I recently attended Field Service Next West in San Diego. Across dozens of conversations with service leaders, one theme came through clearly:

Field service organizations don’t lack ambition around AI and transformation; they’re grappling with what it actually takes to make it real.

The industry has largely aligned on where it wants to go. The friction now sits in how to get there — operationally, culturally, and structurally.

Here are five realities shaping that journey:

1. Change Management Is the True Bottleneck

Technology is advancing faster than organizations can absorb it.

The constraint is no longer access to tools, it’s adoption. Dispatchers, technicians, and frontline leaders are being asked to work differently, make decisions differently, and trust new systems. That shift is significant.

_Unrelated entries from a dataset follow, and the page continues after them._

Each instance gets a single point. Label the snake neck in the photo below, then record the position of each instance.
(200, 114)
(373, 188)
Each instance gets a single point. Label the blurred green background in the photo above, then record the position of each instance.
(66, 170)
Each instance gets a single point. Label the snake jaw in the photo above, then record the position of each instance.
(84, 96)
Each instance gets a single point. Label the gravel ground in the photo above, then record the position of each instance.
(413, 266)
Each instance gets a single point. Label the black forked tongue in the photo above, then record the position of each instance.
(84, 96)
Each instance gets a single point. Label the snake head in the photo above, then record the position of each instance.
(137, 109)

The organizations making progress are not leading with technology. They are leading with enablement:

  • Redesigning workflows, not just digitizing them
  • Investing in training that goes beyond system navigation
  • Embedding change into daily operations, not treating it as a one-time initiative

Transformation succeeds or fails at the human layer.

2. AI Interest Is High — But Confidence Is Still Forming

There is no skepticism about whether AI matters. That debate is over.

What remains unclear for many leaders is:

  • Where to start
  • How to prioritize use cases
  • How much trust to place in AI-driven recommendations
  • How to introduce AI without disrupting service delivery

As a result, many organizations are stuck in evaluation mode running pilots, exploring proofs of concept, but hesitating to scale.

The gap is not intent. It’s operational confidence.

3. Data Readiness Is the Gatekeeper to Value

Every serious AI discussion in field service eventually converges on the same issue: data.

AI is only as effective as the data it can access and interpret. And in many organizations, that data is:

  • Fragmented across systems
  • Incomplete or inconsistently captured
  • Lacking the context needed for decision-making

Asset history, work orders, scheduling inputs, and service knowledge often exist, but not in a way that AI can reliably use.

This creates a clear dividing line:

  • Organizations with connected, structured data are moving toward execution
  • Those without it remain aspirational

4. Field Service Is a High-Impact Entry Point for AI

Despite the challenges, field service stands out as one of the most practical environments to apply AI.

Why?

Because it is rich in:

  • Repeatable decisions (scheduling, diagnostics, routing)
  • Structured workflows
  • Measurable outcomes (first-time fix rate, SLA adherence, cost per service)

This makes it ideal for applied, outcome-driven AI and not theoretical use cases.

The opportunity is not to replace the workforce. It’s to augment it:

  • Helping technicians diagnose faster
  • Automated real-time optimization, allowing dispatchers to focus on more critical tasks
  • Supporting better decisions at every step of the service lifecycle

5. The Workforce Challenge Is Already Here

The technician shortage is no longer a future risk, and is actively shaping strategy today.

Experienced workers are retiring, and with them goes decades of institutional knowledge.

The challenge is not just backfilling roles. It’s preserving expertise:

  • Capturing tribal knowledge
  • Converting it into structured, accessible formats
  • Embedding it into systems and workflows

Organizations that fail to do this aren’t just losing people, they’re losing operational intelligence.

From Vision to Execution

What stood out most at the event is this:

Field service doesn’t have a vision problem. It has an execution challenge.

The opportunity is real — and significant. But realizing it will require focus in three areas:

  • People: Driving adoption and enabling new ways of working
  • Data: Building the foundation for reliable, secure, and scalable AI
  • Knowledge: Capturing and operationalizing expertise before it disappears

Field service may ultimately become one of the clearest proving grounds for AI in the enterprise, not because it’s simple, but because the path from insight to impact is measurable.

The organizations that close the execution gap will be the ones that turn AI ambition into sustained business value.

It’s also why many organizations are re-evaluating the role of their field service platforms. Systems like Oracle Fusion Field Service, for example, were designed around predictive decision-making, workflow optimization, and learning from operational data over time; capabilities that align closely with where AI adoption is heading.

The organizations that move forward fastest won’t treat AI as a separate initiative. They’ll build on the operational systems, data foundations, and workflows they already have, and evolve them into more intelligent, adaptive service models.

That’s how AI ambition turns into sustained business value.